The compromise would reduce paperwork for beef, pork and lamb producers and retailers, while also lowering fines for violations, Committee Chairman Collin Peterson said of the proposed changes to a law that is already on the books, but not scheduled for implementation until September 2008.
New categories of labels were also agreed upon, settling a long-running dispute mainly between beef packers, who oppose mandatory country-of-origin labels, and some cattle ranchers who think it will benefit them to distinguish their product from foreign imports.
A key dispute was over how to designate ground beef that often contains product from multiple countries. The deal reached specifies that instead of being marked as foreign, ground beef would be labelled as possibly containing beef from a list of countries.
Opponents of the labelling law had planned to introduce an amendment to the farm bill to weaken the labelling law by declaring that meat could be labelled US origin even if the animal it came from was not born in the US. Peterson said he believed the compromise reached Thursday would prevent such an amendment when the House version of the farm bill goes to a floor vote later this month.

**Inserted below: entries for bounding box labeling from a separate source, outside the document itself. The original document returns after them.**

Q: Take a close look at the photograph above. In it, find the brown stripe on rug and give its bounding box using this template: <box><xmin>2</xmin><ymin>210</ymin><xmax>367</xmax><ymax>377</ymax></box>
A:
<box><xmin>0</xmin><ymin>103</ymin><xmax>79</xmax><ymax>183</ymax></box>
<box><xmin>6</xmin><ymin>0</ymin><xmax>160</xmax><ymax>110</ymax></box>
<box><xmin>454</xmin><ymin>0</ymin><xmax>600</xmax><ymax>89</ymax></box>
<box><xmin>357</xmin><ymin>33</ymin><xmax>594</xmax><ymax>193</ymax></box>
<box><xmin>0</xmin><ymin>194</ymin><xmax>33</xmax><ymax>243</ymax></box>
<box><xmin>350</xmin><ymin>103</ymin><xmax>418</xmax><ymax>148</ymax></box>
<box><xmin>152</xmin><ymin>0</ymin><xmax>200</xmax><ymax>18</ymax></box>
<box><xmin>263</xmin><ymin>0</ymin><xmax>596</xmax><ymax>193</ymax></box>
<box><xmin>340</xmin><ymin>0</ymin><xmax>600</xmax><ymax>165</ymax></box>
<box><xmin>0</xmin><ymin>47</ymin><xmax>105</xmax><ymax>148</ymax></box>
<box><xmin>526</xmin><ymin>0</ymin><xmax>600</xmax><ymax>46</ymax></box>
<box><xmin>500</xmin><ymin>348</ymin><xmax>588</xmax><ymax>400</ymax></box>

The House Agriculture Committee approved the five-year 2007 farm bill late Thursday night after three days of debate.
American Meat Institute President Patrick Boyle told Dow Jones Newswires this week that the group had supported the amendment to allow for the US origin labels for meat that came from livestock not born in the US, but it would prefer not to have mandatory country-of-origin labelling whatsoever.
The cost to the industry would be huge, Boyle said.
Ultimately, mandatory meat origin labelling would lower prices paid to livestock producers, raise prices consumers pay for meat, or both, he added.
Wenonah Hauter, executive director of the non-profit group Food and Water Watch, said it was more important that consumers know the origin of what they eat. "In the wake of months of headlines about tainted imported foods, consumers are demanding to know where their food is from," she said.